Our Unschooling Adventure - which officially started in Lowell in the Fall of 2005 - now continues in Berlin.

Sunday, September 18, 2005

More Nighttime Math with Supriya

Supriya wanted to do math last night, and I decided to give her a "word problem" (a term both Manisha and I find amusing; for us math is just another language to express facts from real life, thus all problems are word problems to us!). I asked her, "How old will you be when Gargi turns 21?" Supriya knows Gargi is 12 and she is 6. Supriya disappeared in the cardboard box she was playing in. After a longish time, "25?" I sort of knew she was on the right track & she meant 15. I decided to simplify the problem, "How old will you be when Gargi turns 13?" "7." "15?" "9." So far so good.

Then I made her come out of the box, brought out her "math-notebook" and gave her a pencil. "Now use the paper and pencil and tell me how old you will be when Gargi turns 21." "15!" On the paper were 9 dots. She made the 9 dots counting from 12 to 21, and added them to her own age. All I did was ask the question and let her figure out the process. She is evidently smart enough to figure out all the parts of the process (e.g. that Gargi and she will grow older at the same rate, a completely non-intuitive fact we take for granted!).

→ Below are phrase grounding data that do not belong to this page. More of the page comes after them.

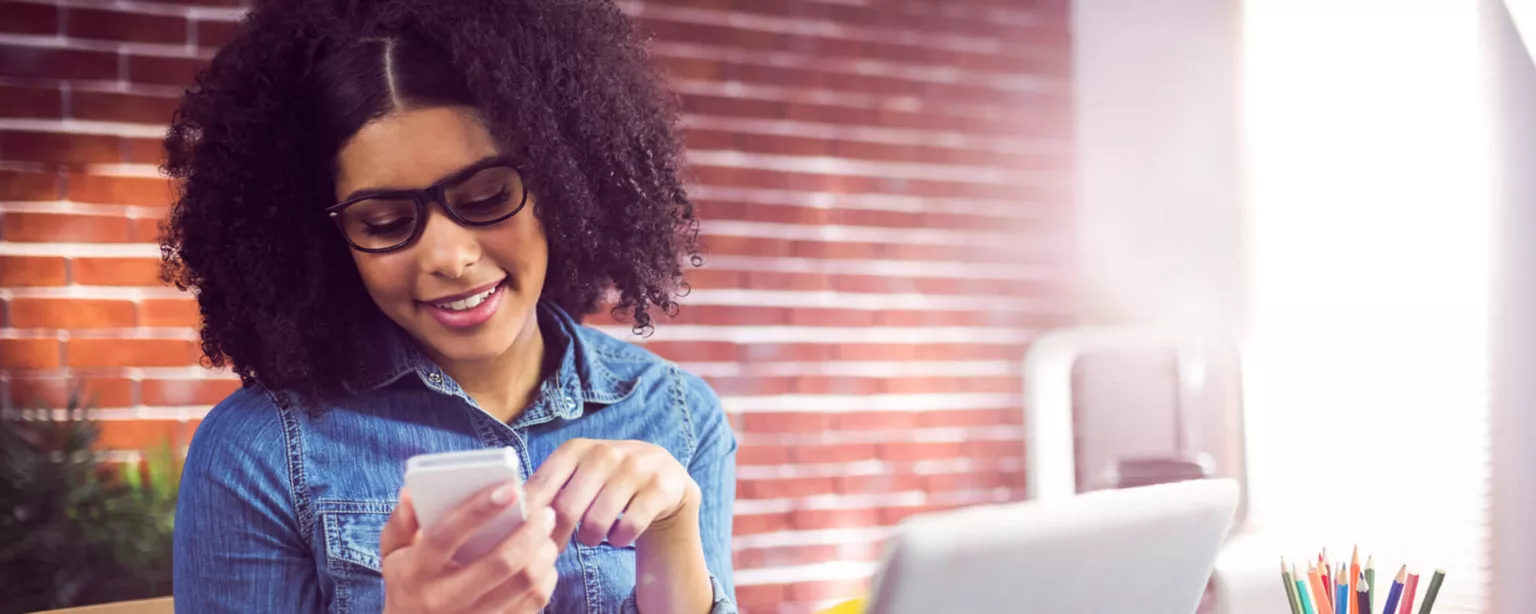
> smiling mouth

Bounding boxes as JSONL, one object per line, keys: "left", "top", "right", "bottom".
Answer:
{"left": 424, "top": 279, "right": 506, "bottom": 312}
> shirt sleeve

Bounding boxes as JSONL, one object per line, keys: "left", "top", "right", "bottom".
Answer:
{"left": 173, "top": 388, "right": 325, "bottom": 613}
{"left": 688, "top": 374, "right": 740, "bottom": 614}
{"left": 622, "top": 371, "right": 740, "bottom": 614}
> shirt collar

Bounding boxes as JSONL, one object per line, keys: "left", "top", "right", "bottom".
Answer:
{"left": 341, "top": 299, "right": 636, "bottom": 423}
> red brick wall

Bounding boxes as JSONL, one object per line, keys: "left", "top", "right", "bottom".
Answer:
{"left": 0, "top": 0, "right": 1074, "bottom": 611}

I decided to test her further and give her a silly-sounding problem, "How old will you be when Aseem (currently almost 4) turns 79?" She gave me a surprised look and then got to work. "82?" She was obviously on the right track, just miscounting by one. I corrected her and went on to do more problems along similar lines. [Later Manisha corrected me that Aseem is 3 (and not quite 4), and Supriya was indeed right when she said 82. So I went and apologized to her for wrongly correcting her.]

It's great to be able to ask her these problems and see the machinery of her mind work. I can see that her concepts are sound, even when her answers are off by a bit -- this has happened to me when I was little also, so it's not a big deal. The teacher in a typical classroom will never have the luxury of spending this amount of time with each student to find out why they gave the answer they did, right or wrong.